If we take the 2.5 million lay-offs, and subtract the “estimated” net job-losses for August – 235,000 jobs – this means the “experts”
cited by Bloomberg (in its weekly propaganda report) are predicting that the U.S. economy created 2.265 million jobs in August.
At a time when these same “experts” state that the U.S. economy is in its worst crisis “since the Great Depression”, they expect us to believe that the U.S. economy is creating more new jobs every month than at any other time this decade.
The numbers were virtually the same for July: 2.5 million lay-offs, supposedly only 250,000 jobs lost – directly implying the creation of well over 2 million jobs in July. The lies were only slightly smaller in May and June.
Historically, when weekly lay-offs exceed 300,000 per week (for a total of roughly 1.3 million for a month), the U.S. economy begins to shed jobs on a net basis. This basic arithmetic means that each time the U.S. economy heads into a downturn, it is unable to produce more than 1.2 million new positions per month.
Given these historical ratios between lay-offs and job-losses, how can anyone possibly believe that with the U.S. experiencing its worst economic collapse in at least 70 years that the U.S. economy is (supposedly) creating twice as many jobs as during a normal downturn??
Bear in mind that the same “experts” who are trying to get us to believe their obviously fraudulent numbers have already told Americans to expect a “job-less recovery”. In other words, we are supposed to believe that during this collapse the U.S. economy is creating twice as many jobs as during a normal downturn, but once the “recovery” starts, the economy will then produce far fewer jobs.
This is obviously utter nonsense.
As regular readers know, I have written (ad nauseum) on this issue previously (see “
U.S. economy to lose 20 MILLION jobs this year”).

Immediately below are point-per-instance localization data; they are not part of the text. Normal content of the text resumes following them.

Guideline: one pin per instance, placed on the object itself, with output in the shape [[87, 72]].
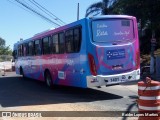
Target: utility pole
[[78, 11]]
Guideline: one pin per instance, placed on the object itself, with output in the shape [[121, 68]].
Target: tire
[[48, 79]]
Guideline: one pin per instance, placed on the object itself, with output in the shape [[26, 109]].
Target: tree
[[4, 50], [147, 13], [98, 8]]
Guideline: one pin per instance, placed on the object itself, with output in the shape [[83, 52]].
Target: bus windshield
[[112, 30]]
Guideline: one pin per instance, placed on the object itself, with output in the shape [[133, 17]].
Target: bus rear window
[[112, 30]]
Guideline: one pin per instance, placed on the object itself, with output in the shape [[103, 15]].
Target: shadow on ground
[[16, 91]]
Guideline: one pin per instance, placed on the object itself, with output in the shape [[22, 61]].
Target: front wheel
[[48, 79]]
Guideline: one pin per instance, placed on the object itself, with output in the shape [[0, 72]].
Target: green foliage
[[147, 13], [4, 50]]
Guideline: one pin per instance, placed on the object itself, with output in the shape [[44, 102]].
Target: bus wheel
[[48, 79]]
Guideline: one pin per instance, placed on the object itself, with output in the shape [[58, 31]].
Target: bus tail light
[[92, 64], [137, 60]]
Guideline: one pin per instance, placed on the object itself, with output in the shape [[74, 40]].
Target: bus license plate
[[114, 79]]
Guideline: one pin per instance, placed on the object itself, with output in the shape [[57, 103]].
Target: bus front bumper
[[101, 80]]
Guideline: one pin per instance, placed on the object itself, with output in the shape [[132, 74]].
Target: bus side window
[[55, 44], [77, 39], [61, 43], [37, 47], [46, 45], [31, 49], [69, 41], [14, 54]]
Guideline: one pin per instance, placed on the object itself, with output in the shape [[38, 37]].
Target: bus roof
[[44, 33]]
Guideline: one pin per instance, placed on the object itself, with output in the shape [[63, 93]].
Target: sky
[[17, 22]]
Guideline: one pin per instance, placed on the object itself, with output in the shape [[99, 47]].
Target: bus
[[91, 52]]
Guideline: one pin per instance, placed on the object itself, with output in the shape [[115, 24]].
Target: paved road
[[18, 94]]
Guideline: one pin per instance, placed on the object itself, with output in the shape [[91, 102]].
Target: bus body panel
[[96, 64]]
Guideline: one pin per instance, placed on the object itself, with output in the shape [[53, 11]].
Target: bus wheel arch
[[48, 78]]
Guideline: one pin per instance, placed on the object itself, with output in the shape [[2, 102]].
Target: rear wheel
[[48, 79]]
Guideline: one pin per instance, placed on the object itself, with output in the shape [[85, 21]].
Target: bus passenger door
[[73, 41]]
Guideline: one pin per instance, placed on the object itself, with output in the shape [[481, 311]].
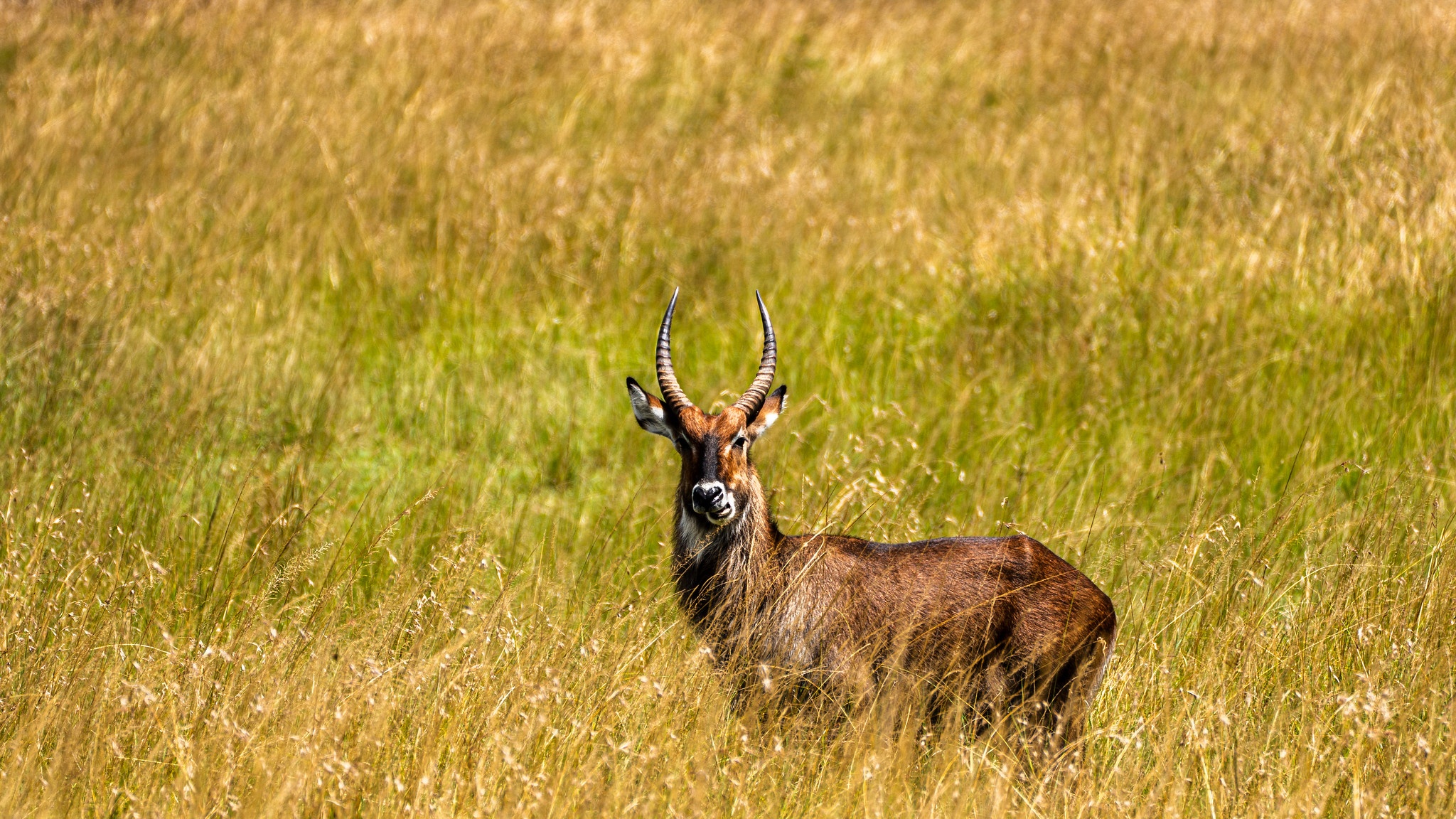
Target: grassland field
[[322, 493]]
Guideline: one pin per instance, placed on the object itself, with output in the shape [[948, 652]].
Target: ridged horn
[[672, 394], [751, 401]]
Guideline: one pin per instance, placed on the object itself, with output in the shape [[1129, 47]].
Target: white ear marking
[[650, 416]]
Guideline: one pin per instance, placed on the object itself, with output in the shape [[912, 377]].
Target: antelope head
[[718, 480]]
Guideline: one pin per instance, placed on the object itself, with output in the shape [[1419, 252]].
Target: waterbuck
[[999, 624]]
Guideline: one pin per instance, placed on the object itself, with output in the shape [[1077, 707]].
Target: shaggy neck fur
[[724, 573]]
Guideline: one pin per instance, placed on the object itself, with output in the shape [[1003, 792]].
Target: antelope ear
[[648, 410], [772, 408]]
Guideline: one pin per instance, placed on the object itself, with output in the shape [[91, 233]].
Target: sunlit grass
[[322, 488]]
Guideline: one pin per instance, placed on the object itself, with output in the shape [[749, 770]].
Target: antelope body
[[996, 623]]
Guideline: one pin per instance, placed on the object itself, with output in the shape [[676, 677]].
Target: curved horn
[[672, 394], [751, 401]]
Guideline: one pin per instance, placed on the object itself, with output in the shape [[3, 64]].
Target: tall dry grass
[[322, 493]]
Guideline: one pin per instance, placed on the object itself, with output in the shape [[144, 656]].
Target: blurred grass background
[[322, 490]]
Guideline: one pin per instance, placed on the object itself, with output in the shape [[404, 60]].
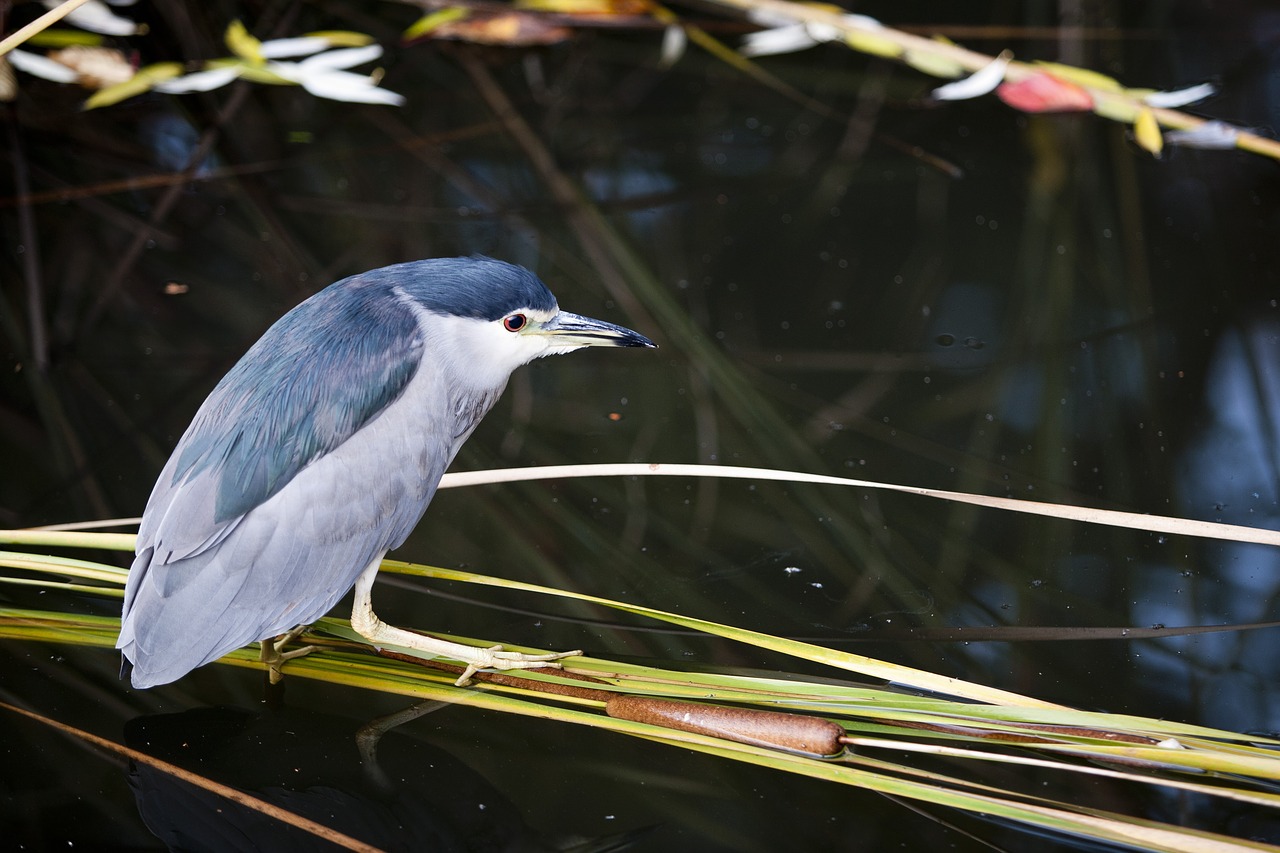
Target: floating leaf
[[1083, 77], [140, 83], [1042, 92], [933, 64], [8, 81], [673, 44], [777, 40], [981, 82], [342, 58], [508, 30], [1210, 135], [588, 7], [1118, 108], [874, 45], [95, 67], [204, 81], [346, 86], [288, 48], [96, 16], [429, 23], [64, 37], [1146, 132], [342, 37], [42, 67], [243, 45], [1180, 97]]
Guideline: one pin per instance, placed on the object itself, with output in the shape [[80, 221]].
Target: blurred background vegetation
[[864, 283]]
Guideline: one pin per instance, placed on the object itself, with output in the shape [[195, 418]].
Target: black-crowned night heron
[[319, 452]]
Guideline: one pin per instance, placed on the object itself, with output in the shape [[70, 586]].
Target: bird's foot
[[496, 658], [274, 656]]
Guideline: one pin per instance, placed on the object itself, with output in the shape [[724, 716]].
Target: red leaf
[[1042, 92]]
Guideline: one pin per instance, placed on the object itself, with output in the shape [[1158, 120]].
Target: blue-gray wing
[[307, 463]]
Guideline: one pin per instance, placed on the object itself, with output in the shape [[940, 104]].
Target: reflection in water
[[1229, 473], [417, 797]]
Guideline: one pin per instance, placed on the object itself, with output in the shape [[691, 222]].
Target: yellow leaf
[[1115, 108], [933, 64], [136, 85], [1083, 77], [1146, 132], [256, 74], [434, 21], [867, 42], [64, 37], [343, 37], [245, 45]]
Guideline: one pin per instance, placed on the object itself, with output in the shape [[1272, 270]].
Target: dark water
[[1059, 318]]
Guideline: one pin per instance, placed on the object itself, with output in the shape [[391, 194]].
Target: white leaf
[[342, 58], [300, 46], [1180, 97], [780, 40], [981, 82], [673, 42], [204, 81], [42, 67], [96, 17], [1210, 135], [344, 86]]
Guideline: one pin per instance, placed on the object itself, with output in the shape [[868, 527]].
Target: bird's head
[[487, 318]]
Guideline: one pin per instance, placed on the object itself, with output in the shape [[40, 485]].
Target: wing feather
[[286, 487]]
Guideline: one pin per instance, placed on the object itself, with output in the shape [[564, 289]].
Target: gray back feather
[[300, 469]]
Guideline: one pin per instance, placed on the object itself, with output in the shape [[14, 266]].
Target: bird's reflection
[[414, 797]]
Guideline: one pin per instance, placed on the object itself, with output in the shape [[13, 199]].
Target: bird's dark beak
[[572, 331]]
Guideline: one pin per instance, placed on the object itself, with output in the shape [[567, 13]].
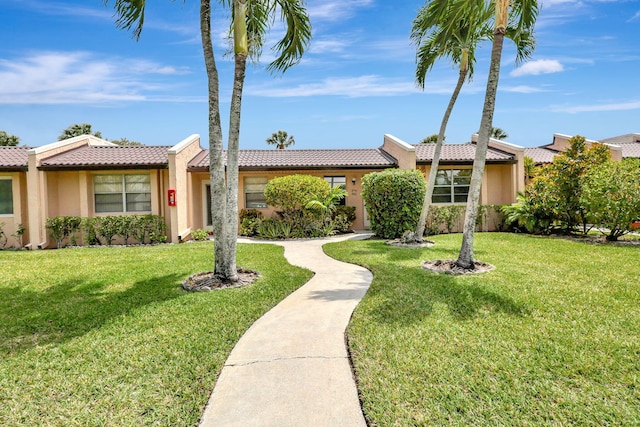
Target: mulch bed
[[208, 281]]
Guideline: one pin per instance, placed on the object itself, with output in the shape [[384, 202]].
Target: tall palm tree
[[515, 19], [250, 21], [440, 31], [281, 139], [498, 133]]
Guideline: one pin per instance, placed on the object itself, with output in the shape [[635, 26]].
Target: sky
[[64, 62]]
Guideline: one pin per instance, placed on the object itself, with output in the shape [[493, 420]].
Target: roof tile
[[458, 153], [106, 156], [540, 155], [356, 158], [13, 158]]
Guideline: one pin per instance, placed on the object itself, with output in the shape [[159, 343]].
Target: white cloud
[[80, 77], [590, 108], [635, 17], [333, 10], [369, 85], [522, 89], [541, 66]]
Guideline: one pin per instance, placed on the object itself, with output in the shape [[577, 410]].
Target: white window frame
[[452, 186], [205, 215], [123, 193], [9, 215], [246, 205]]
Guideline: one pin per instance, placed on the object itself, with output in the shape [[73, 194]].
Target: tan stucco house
[[87, 176]]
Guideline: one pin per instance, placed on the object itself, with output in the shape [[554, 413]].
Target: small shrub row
[[143, 229], [308, 208], [450, 219], [17, 235]]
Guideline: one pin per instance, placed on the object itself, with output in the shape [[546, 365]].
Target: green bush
[[144, 228], [249, 227], [61, 227], [394, 200], [200, 235], [293, 192], [611, 193], [272, 228]]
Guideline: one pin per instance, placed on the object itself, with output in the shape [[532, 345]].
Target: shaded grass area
[[551, 337], [107, 336]]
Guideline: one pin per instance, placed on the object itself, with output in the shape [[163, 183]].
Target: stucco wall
[[354, 191], [19, 215]]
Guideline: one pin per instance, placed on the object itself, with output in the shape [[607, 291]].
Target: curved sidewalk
[[291, 367]]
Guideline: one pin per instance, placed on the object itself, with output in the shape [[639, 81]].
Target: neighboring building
[[87, 176], [621, 147]]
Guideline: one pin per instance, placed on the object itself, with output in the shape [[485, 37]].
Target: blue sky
[[64, 62]]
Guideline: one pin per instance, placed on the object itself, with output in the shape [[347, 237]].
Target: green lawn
[[107, 337], [551, 337]]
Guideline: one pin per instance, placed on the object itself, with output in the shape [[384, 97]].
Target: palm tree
[[281, 140], [8, 140], [77, 130], [250, 21], [498, 133], [515, 19], [441, 31], [431, 139]]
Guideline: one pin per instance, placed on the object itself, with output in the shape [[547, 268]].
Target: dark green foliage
[[553, 200], [348, 211], [61, 227], [307, 208], [394, 200], [611, 194], [143, 228], [292, 193], [199, 235]]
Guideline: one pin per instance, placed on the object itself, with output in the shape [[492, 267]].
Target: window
[[452, 186], [254, 192], [122, 193], [6, 196], [338, 181]]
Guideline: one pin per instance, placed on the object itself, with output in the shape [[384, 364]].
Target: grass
[[97, 337], [550, 338]]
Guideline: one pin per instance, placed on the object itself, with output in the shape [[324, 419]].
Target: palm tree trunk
[[216, 153], [241, 50], [465, 258], [436, 155]]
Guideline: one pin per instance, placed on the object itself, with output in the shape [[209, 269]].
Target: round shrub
[[394, 200]]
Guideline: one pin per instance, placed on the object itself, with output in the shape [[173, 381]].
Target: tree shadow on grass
[[73, 308], [409, 295]]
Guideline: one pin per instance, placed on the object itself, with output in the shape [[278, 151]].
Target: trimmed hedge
[[145, 229], [394, 200]]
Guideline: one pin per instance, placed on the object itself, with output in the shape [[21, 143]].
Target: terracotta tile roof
[[13, 158], [630, 149], [300, 159], [101, 157], [540, 155], [458, 153]]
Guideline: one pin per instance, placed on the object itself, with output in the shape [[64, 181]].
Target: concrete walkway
[[291, 367]]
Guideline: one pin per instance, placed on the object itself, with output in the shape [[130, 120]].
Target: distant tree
[[77, 130], [126, 143], [498, 133], [281, 140], [432, 139], [8, 140]]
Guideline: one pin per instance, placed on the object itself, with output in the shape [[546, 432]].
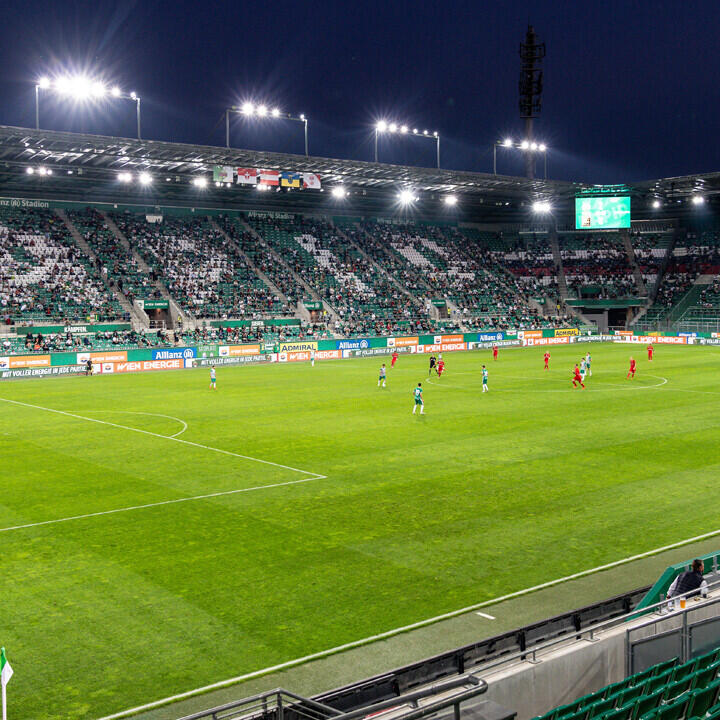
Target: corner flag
[[5, 675]]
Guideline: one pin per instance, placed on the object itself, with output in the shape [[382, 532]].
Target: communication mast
[[530, 86]]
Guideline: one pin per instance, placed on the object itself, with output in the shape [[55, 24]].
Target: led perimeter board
[[602, 213]]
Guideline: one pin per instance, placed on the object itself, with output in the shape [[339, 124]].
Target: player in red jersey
[[577, 378], [631, 371]]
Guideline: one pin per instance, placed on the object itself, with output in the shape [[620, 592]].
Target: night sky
[[632, 89]]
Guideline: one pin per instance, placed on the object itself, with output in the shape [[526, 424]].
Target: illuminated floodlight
[[542, 206]]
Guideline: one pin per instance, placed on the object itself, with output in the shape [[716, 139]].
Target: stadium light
[[250, 109], [525, 145], [382, 126], [80, 87], [406, 197]]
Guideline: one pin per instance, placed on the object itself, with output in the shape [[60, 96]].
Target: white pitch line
[[138, 412], [158, 504], [406, 628], [316, 476]]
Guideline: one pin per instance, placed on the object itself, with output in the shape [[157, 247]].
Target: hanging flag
[[247, 176], [222, 173], [5, 675], [311, 181], [291, 179], [269, 177]]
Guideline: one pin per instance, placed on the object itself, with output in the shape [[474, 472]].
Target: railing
[[280, 704]]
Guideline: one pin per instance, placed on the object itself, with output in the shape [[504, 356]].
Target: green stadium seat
[[647, 703], [676, 689], [702, 700], [631, 694]]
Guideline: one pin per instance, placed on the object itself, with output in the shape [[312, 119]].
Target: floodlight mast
[[249, 109], [530, 86]]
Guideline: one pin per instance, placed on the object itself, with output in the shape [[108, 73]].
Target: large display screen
[[602, 213]]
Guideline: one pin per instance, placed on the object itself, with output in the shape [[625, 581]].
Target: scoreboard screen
[[602, 213]]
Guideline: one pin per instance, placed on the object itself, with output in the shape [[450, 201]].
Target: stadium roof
[[85, 167]]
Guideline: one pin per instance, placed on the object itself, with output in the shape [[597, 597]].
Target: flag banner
[[222, 173], [311, 181], [247, 176], [269, 177], [290, 179], [5, 669]]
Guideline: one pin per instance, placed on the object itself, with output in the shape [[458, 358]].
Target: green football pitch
[[157, 536]]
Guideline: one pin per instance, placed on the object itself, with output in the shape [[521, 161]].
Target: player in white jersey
[[381, 377]]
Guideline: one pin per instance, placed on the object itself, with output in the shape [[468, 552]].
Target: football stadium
[[288, 436]]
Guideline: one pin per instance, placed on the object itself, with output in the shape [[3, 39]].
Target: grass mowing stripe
[[158, 504], [406, 628], [316, 476]]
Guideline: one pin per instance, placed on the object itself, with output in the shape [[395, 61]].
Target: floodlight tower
[[531, 56]]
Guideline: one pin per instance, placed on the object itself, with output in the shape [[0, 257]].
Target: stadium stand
[[44, 275], [666, 691], [203, 273]]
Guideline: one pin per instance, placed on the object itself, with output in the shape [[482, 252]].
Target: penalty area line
[[315, 476], [159, 503], [397, 631]]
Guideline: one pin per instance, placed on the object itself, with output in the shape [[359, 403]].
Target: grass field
[[380, 519]]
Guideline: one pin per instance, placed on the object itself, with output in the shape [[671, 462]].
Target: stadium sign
[[361, 344], [175, 353], [16, 361], [42, 372], [296, 347]]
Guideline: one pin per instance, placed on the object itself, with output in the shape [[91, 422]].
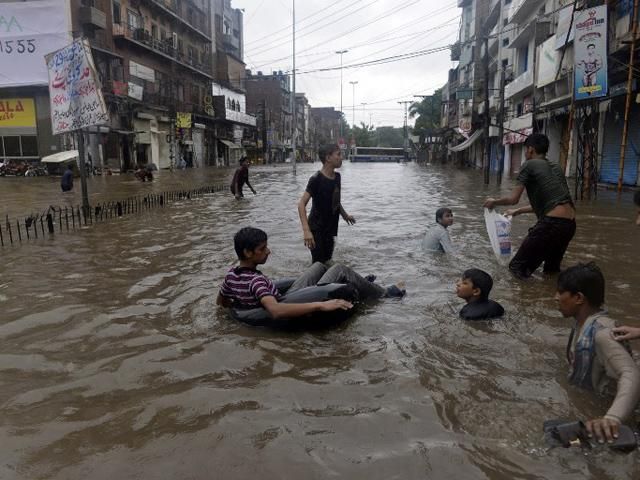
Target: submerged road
[[116, 363]]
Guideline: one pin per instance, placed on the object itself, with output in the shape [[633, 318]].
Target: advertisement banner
[[17, 112], [75, 95], [28, 31], [183, 120], [591, 53]]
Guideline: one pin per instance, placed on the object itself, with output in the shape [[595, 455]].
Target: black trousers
[[546, 242], [323, 251]]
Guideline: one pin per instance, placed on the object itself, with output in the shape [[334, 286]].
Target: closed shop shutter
[[610, 165]]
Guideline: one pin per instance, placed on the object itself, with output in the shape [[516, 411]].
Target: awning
[[467, 143], [230, 144], [61, 157]]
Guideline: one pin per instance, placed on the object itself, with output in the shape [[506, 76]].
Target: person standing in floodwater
[[240, 178], [324, 186], [67, 179], [550, 200]]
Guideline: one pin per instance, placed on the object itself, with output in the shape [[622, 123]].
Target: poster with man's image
[[591, 53]]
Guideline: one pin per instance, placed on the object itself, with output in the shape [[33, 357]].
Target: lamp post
[[341, 52], [353, 84]]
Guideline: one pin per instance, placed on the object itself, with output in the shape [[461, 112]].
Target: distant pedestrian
[[550, 200], [437, 238], [67, 179], [240, 178], [321, 228]]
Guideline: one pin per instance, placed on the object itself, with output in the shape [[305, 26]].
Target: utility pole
[[627, 108], [406, 127], [353, 84], [341, 52], [295, 124], [487, 115], [501, 127]]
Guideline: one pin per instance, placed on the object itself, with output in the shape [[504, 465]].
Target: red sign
[[120, 88]]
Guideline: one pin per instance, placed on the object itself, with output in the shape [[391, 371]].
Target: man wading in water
[[551, 201]]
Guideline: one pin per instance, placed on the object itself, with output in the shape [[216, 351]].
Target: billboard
[[75, 95], [28, 31], [17, 112], [590, 43]]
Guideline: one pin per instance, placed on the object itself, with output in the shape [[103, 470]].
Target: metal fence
[[65, 219]]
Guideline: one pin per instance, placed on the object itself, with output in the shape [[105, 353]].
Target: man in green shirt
[[551, 201]]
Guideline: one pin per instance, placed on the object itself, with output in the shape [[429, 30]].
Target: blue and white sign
[[591, 53]]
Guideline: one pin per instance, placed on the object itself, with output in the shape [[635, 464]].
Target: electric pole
[[406, 127], [341, 52], [295, 107]]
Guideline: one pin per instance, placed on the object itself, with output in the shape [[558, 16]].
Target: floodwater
[[116, 363]]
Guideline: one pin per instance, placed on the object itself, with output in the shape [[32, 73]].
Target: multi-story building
[[153, 61], [269, 96]]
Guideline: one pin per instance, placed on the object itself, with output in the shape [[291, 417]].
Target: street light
[[341, 52]]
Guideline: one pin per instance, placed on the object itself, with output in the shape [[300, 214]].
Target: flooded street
[[116, 363]]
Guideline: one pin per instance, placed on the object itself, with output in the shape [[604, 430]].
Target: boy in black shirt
[[321, 228], [474, 287]]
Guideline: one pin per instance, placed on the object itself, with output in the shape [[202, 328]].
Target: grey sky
[[370, 30]]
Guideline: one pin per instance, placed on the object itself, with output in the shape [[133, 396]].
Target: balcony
[[521, 10], [93, 17], [170, 7], [163, 48], [522, 83]]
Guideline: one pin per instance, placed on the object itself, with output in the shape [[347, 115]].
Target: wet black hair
[[440, 213], [248, 238], [539, 142], [325, 150], [585, 278], [481, 280]]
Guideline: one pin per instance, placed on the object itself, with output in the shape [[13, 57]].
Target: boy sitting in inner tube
[[247, 287], [596, 360]]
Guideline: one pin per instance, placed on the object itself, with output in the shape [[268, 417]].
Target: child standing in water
[[437, 237], [321, 228]]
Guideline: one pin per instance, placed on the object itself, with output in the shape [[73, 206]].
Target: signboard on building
[[28, 31], [17, 112], [142, 72], [548, 61], [183, 120], [590, 53], [75, 96]]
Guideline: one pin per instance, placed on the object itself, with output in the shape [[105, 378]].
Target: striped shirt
[[246, 287]]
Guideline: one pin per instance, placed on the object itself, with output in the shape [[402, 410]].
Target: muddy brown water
[[116, 363]]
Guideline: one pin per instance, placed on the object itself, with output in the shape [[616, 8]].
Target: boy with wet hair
[[324, 186], [474, 287], [437, 238], [247, 287], [596, 359], [550, 200]]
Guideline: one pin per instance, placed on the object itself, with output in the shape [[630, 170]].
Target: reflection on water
[[117, 364]]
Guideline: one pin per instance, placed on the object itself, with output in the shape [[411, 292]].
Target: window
[[133, 20], [116, 12], [12, 146], [29, 145]]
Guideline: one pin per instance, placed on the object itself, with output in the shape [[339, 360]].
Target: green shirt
[[546, 185]]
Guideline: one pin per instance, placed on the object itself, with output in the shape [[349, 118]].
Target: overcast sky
[[370, 30]]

However, for newer readers, I will provide some more realistic numbers to work with.
To begin with, we know that roughly 18 months ago the U.S. economy was producing only about 1.2 million new positions per month. This is the total number of implied new jobs created when we subtract net, monthly job losses from total lay-offs.
Since that point in time, the U.S. economy has obviously gotten much, much weaker. The unprecedented drop in state and federal government tax revenues do not lie. Much lower tax revenues mean many fewer employed people paying taxes.
Thus, we can deduce through basic logic that the U.S. economy is producing far less than 1.2 million new positions per month. My own best “guesstimate” is that the U.S. economy is producing (at the most) 750,000 new positions per month. When we subtract 750,000 new positions from 2.5 million lay-offs for the month, we are left with a net job-loss of 1.75 million jobs for the month of August (and virtually identical numbers for July).
This is why I continue to state that the monthly job reports produced by the U.S. Bureau of Labor Statistics are not simply very poor “estimates”, made in good faith – but, rather, a deliberately falsified reports, where there is no possibility of rationalizing their numbers with the real world.
When the actual job losses are approximately 600% more than the official estimate (and this same error is repeated month after month after month), what we are obviously witnessing is nothing more than a crude attempt at brainwashing.
Early this year I predicted the U.S. economy would lose 20 million jobs this year, and with the year now 2/3 gone, I see absolutely no reason to adjust that estimate at all.
For those who wish to separate fact from fiction, I suggest completely ignoring the Bureau of Labor Statistics, and focusing entirely on the weekly lay-offs number. As long as these lay-offs continue to total more than 2 million per month, it is a mathematical certainty that the U.S. economy is losing at least 1 million jobs per month – and likely far more than that.
In the improbable event that we do actually see some sort of “economic recovery”, then the weekly lay-offs would have to fall to little more than half their current total. Unless/until that happens, the U.S. labor market will continue to shed jobs at this Great Depression-like rate.